Saltar para: Posts [1], Pesquisa [2]

Linguagista

Léxico: «abolecer»

Há quem se lembre dela

 

      «Ora, todos esses discursos da morte que se comprazem numa estética do fim tiveram sempre que se confrontar com eloquentes desmentidos. Recordemos que o jovem Rimbaud disse que “depois de Racine, o jogo começou a abolecer”; e que uma figura ilustre da vida literária francesa proclamou em 1834 com grande aprumo: “A grande literatura morreu: eis um facto que não precisa de ser provado”» («Virar as costas ao presente», António Guerreiro, «Ípsilon»/Público, 28.11.2014, p. 36).

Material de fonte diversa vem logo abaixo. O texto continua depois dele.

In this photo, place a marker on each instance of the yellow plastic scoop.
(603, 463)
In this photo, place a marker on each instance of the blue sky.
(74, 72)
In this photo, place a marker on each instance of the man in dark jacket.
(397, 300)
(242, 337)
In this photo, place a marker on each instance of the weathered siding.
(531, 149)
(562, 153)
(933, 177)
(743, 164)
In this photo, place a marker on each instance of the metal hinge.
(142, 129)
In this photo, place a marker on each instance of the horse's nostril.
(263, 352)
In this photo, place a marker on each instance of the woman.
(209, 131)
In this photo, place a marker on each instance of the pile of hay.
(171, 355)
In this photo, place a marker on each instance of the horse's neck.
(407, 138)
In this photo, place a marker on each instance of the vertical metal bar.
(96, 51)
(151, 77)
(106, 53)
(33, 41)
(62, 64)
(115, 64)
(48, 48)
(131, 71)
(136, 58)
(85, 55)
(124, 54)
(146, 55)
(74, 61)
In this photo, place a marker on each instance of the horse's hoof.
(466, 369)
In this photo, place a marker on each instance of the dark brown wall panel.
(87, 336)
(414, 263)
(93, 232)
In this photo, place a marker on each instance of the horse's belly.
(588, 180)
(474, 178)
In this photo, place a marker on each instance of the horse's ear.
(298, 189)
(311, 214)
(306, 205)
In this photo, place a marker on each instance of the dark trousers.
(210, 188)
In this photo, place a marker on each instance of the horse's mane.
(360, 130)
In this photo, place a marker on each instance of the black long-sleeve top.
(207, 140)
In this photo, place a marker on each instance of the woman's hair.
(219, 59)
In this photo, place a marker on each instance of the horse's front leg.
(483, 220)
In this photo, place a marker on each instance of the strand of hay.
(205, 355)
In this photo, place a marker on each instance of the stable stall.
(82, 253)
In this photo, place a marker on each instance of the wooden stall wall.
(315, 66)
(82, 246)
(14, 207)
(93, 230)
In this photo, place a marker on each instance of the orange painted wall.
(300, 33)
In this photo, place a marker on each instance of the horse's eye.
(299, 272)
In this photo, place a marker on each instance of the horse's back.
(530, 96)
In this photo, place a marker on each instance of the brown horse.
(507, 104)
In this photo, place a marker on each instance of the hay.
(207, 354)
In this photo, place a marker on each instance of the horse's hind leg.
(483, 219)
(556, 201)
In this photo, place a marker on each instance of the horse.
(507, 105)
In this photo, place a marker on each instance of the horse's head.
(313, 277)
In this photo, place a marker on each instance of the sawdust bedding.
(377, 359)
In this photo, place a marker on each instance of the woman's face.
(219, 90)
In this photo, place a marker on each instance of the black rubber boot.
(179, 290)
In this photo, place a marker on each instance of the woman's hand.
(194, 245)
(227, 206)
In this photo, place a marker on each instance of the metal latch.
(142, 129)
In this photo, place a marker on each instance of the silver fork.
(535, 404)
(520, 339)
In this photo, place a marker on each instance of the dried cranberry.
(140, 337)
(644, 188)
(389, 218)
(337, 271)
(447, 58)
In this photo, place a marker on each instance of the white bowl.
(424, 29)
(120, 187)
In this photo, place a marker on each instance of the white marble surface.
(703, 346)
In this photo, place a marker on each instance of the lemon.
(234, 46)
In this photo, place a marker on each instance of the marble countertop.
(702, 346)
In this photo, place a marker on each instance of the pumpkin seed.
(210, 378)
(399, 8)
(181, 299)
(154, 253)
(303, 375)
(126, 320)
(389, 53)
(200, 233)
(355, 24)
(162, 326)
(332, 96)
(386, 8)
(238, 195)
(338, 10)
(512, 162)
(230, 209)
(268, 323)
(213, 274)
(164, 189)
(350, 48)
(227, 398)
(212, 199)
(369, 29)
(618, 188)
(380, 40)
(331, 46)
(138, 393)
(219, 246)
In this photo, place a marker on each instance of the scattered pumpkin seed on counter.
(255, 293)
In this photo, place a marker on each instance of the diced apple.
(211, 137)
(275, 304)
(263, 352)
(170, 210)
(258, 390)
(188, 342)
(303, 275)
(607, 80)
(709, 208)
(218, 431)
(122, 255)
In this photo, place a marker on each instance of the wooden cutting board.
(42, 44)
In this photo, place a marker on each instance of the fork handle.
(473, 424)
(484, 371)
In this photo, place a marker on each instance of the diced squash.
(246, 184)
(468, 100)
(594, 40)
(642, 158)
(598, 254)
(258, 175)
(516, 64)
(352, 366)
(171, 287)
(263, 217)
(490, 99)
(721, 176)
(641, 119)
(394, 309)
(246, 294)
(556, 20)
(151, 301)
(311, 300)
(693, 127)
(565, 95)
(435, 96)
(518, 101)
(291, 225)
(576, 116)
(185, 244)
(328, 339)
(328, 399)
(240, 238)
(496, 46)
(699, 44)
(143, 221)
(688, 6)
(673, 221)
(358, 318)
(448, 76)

   «Après Racine, le jeu moisit», escreveu Rimbaud (em Lettres du Voyant). Cá está mais uma palavra que desapareceu dos nossos bons dicionários: abolecer. Isto é imparável.

 

[Texto 5307]

«Mimar», de novo

Não é nosso

 

   «Era já nonagenária quando publicou, em 2011, uma
 divertida continuação de
 Orgulho e Preconceito, mimando convincentemente o estilo de Jane Austen e assombrando o idílio conjugal de Elizabeth Bennet e Mr. Darcy com um crime violento em Death Comes to Pemberley, publicado pela Porto Editora com o título Morte em Pemberley» («Uma romancista que investiu o seu talento literário na ficção policial», Luís Miguel Queirós, Público, 28.11.2014, p. 38).

      «Mimar o estilo»? Já vimos aqui algumas vezes este verbo com outros sentidos, tão alienígenas como este. Ah, e bem nos lembramos por aqui deste Morte em Pemberley.

 

[Texto 5306]

Léxico: «bigle»

Lembre-se do bife

 

      «Tiago Horta, 20 anos, aluno de Gestão na Universidade de Évora, é um dos donos do beagle, ao qual já não faltava animação na casa que acolhe quatro estudantes e onde o número está praticamente sempre duplicado pelos amigos» («A “melhor prenda de Natal” para o Alex foi a chegada do “recluso 44”», Romana Borja-Santos, Público, 28.11.2014, p. 4).

      Não, Romana Borja-Santos, não é beagle, mas bigle. Escreve, acaso, beef em vez de «bife»?

 

[Texto 5305]

Um país minúsculo

Que belo exemplo!

 

      «O muro branco que aparenta ter sido pintado há não muito tempo é apenas interrompido por um conjunto de letras
 — todas minúsculas — que esclarece que ali atrás está
o “estabelecimento prisional de évora”. Os dois portões cinza-claro, um para veículos e outro para peões, vedam por completo qualquer olho que se queira deitar ao interior, a não ser quando alguém entra no espaço, que, desde a madrugada de terça-feira, acolhe também José Sócrates» («A “melhor prenda de Natal” para o Alex foi a chegada do “recluso 44”», Romana Borja-Santos, Público, 28.11.2014, p. 4).

      Agora é moda. Se perguntarem a esta cambada de ignorantes porque o fazem, ainda falam no Acordo Ortográfico. E que belo exemplo a entrar-nos agora em casa todos os dias pela televisão.